The doctor started when he saw us at the doorway, his eyebrows arching toward his hairline. I supposed he was surprised at seeing two girls instead of one. Then his eyebrows slammed downward. He paced away from us and muttered to himself, just as my father did when he was angry at something my mother did.
“Too young,” he said under his breath. “Shouldn't be on the streets or in clubs. Their own mothers will put them to work right out of primary school if the money's right. ‘Personal goodwill ambassadors,' my ass.” Later, on the walk home, Sookie and I argued over whether or not the doctor had said “my ass.” Sookie insisted that I made that up, along with the rest of his tirade. We couldn't hear him clearly, she claimed; he mumbled and his back was toward us.
We had tried to inch closer to hear better, but the doctor suddenly whirled and marched back to us. This time his face sagged as he looked over our heads. “One of you sit on the chair. Wait.” He jerked his head in the direction of the metal chair as he spoke. “The other one, take off your clothes, even your undergarments. Lay down on the table.” He stomped to the sink to wash his hands.
Sookie and I didn't move. We didn't even look at one another, too embarrassed to imagine ourselves doing what the doctor had ordered. I wondered if Sookie was also embarrassed to know that her mother did this each week.
“I don't have all day!” the doctor stormed when he turned around to find us still dressed, slack-jawed and big-eyed. “Don't you know how many of you I have to see in one day?”
I wanted to run out, but Sookie found a voice, weak as it was, that came out in a choppy rush between gulps of air: “Sorry, but. I but. We. Are looking. For my mother she came here last. Week and hasn't. Come home yet we thought you. Might. Know where. She. Is.”

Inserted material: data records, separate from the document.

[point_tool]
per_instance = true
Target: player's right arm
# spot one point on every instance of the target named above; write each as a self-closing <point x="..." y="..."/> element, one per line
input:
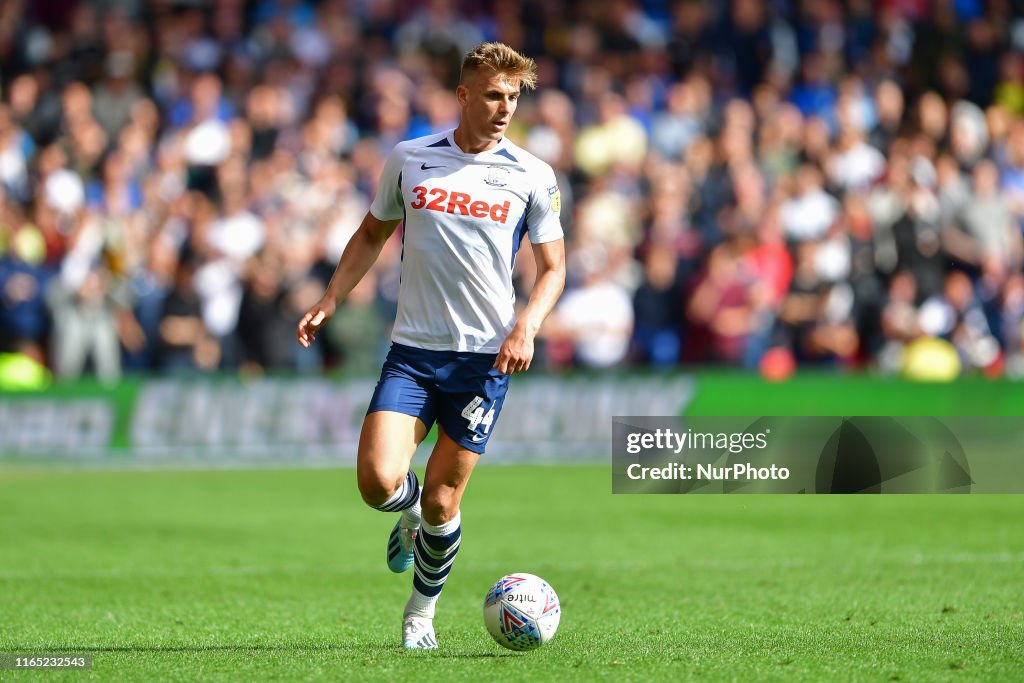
<point x="359" y="255"/>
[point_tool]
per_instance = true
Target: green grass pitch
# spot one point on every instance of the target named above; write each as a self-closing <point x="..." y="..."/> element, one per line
<point x="280" y="575"/>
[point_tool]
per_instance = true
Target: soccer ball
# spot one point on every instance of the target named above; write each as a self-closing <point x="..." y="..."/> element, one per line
<point x="521" y="611"/>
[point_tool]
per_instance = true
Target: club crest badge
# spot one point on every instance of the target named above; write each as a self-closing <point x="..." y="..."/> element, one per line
<point x="498" y="176"/>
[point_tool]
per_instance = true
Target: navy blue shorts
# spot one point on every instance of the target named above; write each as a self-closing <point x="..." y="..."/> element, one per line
<point x="462" y="391"/>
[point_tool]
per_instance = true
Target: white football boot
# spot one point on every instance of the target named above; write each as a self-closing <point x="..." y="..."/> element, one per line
<point x="418" y="634"/>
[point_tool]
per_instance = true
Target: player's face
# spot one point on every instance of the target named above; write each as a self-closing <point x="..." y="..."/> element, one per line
<point x="488" y="99"/>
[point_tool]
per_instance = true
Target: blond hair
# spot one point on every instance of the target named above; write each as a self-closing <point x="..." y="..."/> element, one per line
<point x="502" y="58"/>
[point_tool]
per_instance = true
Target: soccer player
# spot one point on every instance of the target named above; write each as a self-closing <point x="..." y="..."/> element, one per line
<point x="467" y="198"/>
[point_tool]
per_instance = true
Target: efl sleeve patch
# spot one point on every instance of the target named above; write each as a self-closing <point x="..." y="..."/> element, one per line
<point x="556" y="199"/>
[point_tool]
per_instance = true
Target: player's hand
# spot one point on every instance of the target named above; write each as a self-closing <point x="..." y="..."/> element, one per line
<point x="516" y="352"/>
<point x="314" y="318"/>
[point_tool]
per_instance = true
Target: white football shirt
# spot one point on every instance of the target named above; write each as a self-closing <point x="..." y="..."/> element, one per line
<point x="465" y="216"/>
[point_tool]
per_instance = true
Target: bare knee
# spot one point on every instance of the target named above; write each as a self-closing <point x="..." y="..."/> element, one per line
<point x="377" y="486"/>
<point x="439" y="505"/>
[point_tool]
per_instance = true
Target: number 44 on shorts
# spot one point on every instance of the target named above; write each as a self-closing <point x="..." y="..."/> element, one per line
<point x="474" y="413"/>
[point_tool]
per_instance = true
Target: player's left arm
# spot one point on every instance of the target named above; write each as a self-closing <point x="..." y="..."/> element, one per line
<point x="517" y="349"/>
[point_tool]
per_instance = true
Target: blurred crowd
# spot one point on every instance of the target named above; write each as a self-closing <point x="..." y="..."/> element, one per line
<point x="759" y="183"/>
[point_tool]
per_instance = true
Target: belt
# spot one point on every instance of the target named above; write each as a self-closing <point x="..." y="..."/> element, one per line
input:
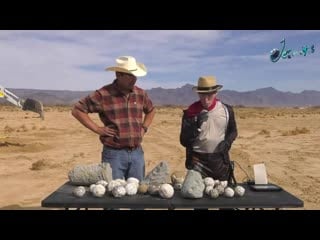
<point x="129" y="149"/>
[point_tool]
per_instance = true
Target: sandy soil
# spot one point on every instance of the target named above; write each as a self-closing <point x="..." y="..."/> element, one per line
<point x="36" y="155"/>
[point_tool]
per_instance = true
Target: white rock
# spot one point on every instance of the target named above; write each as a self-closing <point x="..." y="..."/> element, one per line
<point x="118" y="191"/>
<point x="216" y="182"/>
<point x="208" y="189"/>
<point x="154" y="189"/>
<point x="79" y="191"/>
<point x="131" y="188"/>
<point x="133" y="180"/>
<point x="177" y="186"/>
<point x="239" y="191"/>
<point x="92" y="186"/>
<point x="98" y="190"/>
<point x="220" y="189"/>
<point x="208" y="181"/>
<point x="102" y="182"/>
<point x="166" y="191"/>
<point x="121" y="181"/>
<point x="113" y="184"/>
<point x="214" y="193"/>
<point x="228" y="192"/>
<point x="224" y="184"/>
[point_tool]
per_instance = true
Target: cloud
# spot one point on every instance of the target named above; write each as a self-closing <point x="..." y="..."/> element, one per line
<point x="75" y="60"/>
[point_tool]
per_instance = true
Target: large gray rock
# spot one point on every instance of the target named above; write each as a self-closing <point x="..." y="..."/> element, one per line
<point x="158" y="175"/>
<point x="90" y="174"/>
<point x="193" y="185"/>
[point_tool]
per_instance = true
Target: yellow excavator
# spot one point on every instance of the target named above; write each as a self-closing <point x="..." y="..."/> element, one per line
<point x="28" y="104"/>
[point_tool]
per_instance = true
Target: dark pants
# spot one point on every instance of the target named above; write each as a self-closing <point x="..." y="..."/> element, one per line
<point x="125" y="163"/>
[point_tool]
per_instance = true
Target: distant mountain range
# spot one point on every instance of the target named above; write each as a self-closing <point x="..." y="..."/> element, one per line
<point x="183" y="96"/>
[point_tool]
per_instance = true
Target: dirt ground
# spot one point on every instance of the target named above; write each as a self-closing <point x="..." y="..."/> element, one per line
<point x="36" y="155"/>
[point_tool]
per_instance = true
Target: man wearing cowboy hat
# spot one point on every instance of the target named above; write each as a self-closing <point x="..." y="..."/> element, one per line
<point x="121" y="106"/>
<point x="207" y="132"/>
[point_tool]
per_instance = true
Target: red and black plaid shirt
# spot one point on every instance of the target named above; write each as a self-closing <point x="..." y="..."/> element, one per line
<point x="118" y="112"/>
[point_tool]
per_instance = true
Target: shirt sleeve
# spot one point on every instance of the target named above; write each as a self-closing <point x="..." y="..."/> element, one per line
<point x="147" y="105"/>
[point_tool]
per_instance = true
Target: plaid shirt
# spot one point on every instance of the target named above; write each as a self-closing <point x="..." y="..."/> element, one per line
<point x="118" y="112"/>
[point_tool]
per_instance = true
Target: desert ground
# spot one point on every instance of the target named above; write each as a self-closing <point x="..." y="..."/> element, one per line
<point x="36" y="155"/>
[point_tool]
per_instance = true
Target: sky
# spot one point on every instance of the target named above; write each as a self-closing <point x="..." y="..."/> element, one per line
<point x="239" y="59"/>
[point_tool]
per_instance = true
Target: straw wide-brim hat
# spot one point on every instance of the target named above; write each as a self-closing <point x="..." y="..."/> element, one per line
<point x="128" y="64"/>
<point x="207" y="84"/>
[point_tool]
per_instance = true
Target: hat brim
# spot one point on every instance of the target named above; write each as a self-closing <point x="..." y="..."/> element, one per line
<point x="140" y="71"/>
<point x="211" y="90"/>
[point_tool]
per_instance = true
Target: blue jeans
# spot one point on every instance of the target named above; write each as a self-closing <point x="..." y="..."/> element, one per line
<point x="125" y="163"/>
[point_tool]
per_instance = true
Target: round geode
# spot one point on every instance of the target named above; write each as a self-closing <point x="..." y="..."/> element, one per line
<point x="98" y="190"/>
<point x="166" y="191"/>
<point x="239" y="191"/>
<point x="79" y="191"/>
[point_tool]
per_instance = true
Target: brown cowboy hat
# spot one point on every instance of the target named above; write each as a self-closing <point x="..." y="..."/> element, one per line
<point x="207" y="84"/>
<point x="128" y="64"/>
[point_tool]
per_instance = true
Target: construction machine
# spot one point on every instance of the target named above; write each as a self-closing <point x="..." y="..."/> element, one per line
<point x="25" y="104"/>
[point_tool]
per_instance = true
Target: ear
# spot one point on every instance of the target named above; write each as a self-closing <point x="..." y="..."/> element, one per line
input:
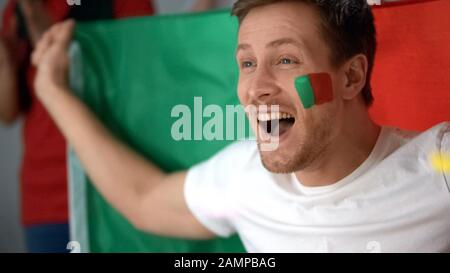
<point x="355" y="71"/>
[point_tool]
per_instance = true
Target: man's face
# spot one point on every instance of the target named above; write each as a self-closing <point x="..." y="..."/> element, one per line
<point x="277" y="44"/>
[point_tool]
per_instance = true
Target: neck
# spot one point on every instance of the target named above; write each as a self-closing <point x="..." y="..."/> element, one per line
<point x="350" y="147"/>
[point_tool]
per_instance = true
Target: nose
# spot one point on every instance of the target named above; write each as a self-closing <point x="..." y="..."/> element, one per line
<point x="263" y="87"/>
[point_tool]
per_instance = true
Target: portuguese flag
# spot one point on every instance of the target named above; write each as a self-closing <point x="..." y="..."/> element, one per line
<point x="132" y="73"/>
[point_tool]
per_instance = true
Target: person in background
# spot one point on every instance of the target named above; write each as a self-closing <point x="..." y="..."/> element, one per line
<point x="44" y="201"/>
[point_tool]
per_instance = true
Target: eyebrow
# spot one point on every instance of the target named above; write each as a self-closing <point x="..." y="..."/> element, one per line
<point x="275" y="43"/>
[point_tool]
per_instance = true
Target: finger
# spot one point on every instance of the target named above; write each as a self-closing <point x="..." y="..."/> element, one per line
<point x="42" y="46"/>
<point x="65" y="32"/>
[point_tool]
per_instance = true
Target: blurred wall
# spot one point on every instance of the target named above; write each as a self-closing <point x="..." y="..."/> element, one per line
<point x="11" y="233"/>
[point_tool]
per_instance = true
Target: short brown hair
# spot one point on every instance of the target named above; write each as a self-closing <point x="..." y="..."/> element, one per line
<point x="347" y="26"/>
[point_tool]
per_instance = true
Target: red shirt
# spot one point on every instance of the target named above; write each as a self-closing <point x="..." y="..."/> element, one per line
<point x="44" y="171"/>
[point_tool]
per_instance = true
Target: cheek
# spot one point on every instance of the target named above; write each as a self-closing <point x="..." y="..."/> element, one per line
<point x="242" y="92"/>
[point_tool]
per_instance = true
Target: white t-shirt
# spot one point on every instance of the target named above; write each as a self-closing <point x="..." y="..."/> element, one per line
<point x="394" y="202"/>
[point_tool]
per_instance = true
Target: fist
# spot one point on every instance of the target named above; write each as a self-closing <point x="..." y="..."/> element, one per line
<point x="52" y="60"/>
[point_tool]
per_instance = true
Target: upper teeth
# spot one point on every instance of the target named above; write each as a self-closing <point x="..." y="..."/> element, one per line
<point x="273" y="116"/>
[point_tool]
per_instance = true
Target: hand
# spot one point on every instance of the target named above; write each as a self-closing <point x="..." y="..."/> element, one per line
<point x="52" y="60"/>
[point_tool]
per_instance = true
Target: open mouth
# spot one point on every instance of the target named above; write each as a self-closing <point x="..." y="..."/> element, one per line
<point x="275" y="124"/>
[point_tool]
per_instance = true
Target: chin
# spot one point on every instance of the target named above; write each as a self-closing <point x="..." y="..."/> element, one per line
<point x="281" y="161"/>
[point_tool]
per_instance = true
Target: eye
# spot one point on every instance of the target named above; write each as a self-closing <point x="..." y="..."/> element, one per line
<point x="286" y="61"/>
<point x="247" y="64"/>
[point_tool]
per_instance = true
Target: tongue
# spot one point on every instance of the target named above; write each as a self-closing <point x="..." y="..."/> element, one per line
<point x="284" y="126"/>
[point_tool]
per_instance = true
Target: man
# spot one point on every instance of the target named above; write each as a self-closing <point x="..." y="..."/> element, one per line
<point x="43" y="172"/>
<point x="337" y="181"/>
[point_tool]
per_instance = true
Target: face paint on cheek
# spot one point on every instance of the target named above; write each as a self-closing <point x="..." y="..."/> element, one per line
<point x="314" y="89"/>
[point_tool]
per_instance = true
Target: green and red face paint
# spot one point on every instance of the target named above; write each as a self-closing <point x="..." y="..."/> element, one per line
<point x="314" y="89"/>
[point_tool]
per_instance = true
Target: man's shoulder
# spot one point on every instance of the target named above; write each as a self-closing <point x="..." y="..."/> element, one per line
<point x="435" y="135"/>
<point x="240" y="151"/>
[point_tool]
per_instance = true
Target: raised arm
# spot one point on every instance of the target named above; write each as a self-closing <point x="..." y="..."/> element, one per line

The doctor left the room. Sookie's panting sounded loud and harsh in the empty room. Without meaning to, I started to match her breaths. When I began thinking I should sit down before I fainted, the doctor came back into the room. “Here,” he said, handing Sookie a brown paper bag. “Put it over your head and try to breathe slowly.”
“Now you.” The doctor touched my shoulder, bending toward my face. “Tell me what you need.”
I chanced a glance at his face, then looked quickly down so as not to be disrespectful. But that quick look into his eyes helped me not to be afraid. I saw not only that he wasn't angry anymore, but that in some ways—the greased style of his black-pepper hair, the brown fullness of his cheeks, the sweet-tea warmth of his eyes—he reminded me of my father.
“We're looking for her mother,” I said. “She never came home from here.”
From the corner of my eye, I saw Sookie nod her paper bag head.
The doctor straightened, rubbing his eyes. “I'm sorry, girls. I wouldn't know who your mother is. I see so many women a day, I can't remember the person behind the number.”
Sookie grunted under her bag.
“She said her mother's name is Cho Duk Hee,” I translated.
The doctor shook his head and started to speak. “Like I said.” Then he looked at the bag squared on Sookie's shoulders, saw the darkened dampness where her wet lips pushed at the paper with each breath. “But, if she checked in here and failed the exam, she'd have been taken to the Monkey House.”
 
Pushy Lady was still on the steps when we walked out. She had brought lunch with her and now ate under the strip of shade provided by the roof's thatched overhang. “Find your mother?” she asked, her mouth full of
kimbap.
Sookie looked at the dirt in her toes.
“They sent her to the zoo,” I stomped my foot, answering for her. “She's not an animal.”
Pushy Lady chewed slowly, puzzled, then suddenly choked on the rice ball she was eating. Grains of rice and seaweed shot out of her mouth as she laughed. “The zoo! That's a good one! You are so funny!” She shook her head, dabbing at her mouth for the rice she lost. “I'm guessing you mean the Monkey House?”